DEERSKIN gets 7/10 Bad fashion

Directed by Quentin Dupieux
Starring Jean Dujardin, Adèle Haenel, Albert Delpy


A bad jacket can turn any man crazy, as Deerskin proves. This is a slightly surreal, woodenly presented, and mostly amusing tale of such a thing, where a man’s futile quest for an unusual sense of world domination all comes down to his isolated sense of entitlement.

This man, Georges (The Artist’s Jean Dujardin), is a fairly lonely and fairly narcissistic fellow, who stumbles into a new town trying to work with very little money (due to his bank account being closed by his ex-wife). His reason for visiting this little town is to buy a deerskin jacket off an old man who was selling it over the internet. Even though it looks too small on him, Georges is enamoured by how cool and confident the jacket makes him. In fact, as he purchases more and more deerskin apparel, he vows to get rid of every jacket in the world, aside his own.

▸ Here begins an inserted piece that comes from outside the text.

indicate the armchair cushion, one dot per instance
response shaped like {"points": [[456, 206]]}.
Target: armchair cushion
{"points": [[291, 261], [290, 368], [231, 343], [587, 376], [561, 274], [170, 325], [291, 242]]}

Sounds like a lofty ambition, but he goes right into his plan, pretending to be a filmmaker and getting local actors to be filmed giving him their jackets and promising to never wear one again – and then he drives off with their jackets. Ingenious! He even meets up with an aspiring editor (Portrait of a Lady on Fire’s Adèle Haenel) to help him make his fabricated movie, even lying to her about the rest of his film crew that he has in Siberia. She may seem unrealistically gullible at first, but her real intentions are revealed at the film’s very end.

You may remember writer-director Quentin Dupieux from the bizarre 2010 film Rubber, a slasher film where a car tyre is the killer, which had a very meta slant to how it approached its genre and the spectatorship of watching a movie. Deerskin also has its own self-reflexive theme, though it’s more sly than fourth wall breaking. This film, and the characters that inhabit it, in a way act like they’re metaphors, but still like they’re real humans.

Deerskin is an upright kind of film that feels very rigid in both its humour and its metaphor. What is a metaphor for? It’s vague enough so that you can come to your own conclusion, or take the film literally as a tale of derangement and bad fashion sense. Deerskin is an oddity that is not on a grand level of surrealism, but will likely amuse as it gets under your skin.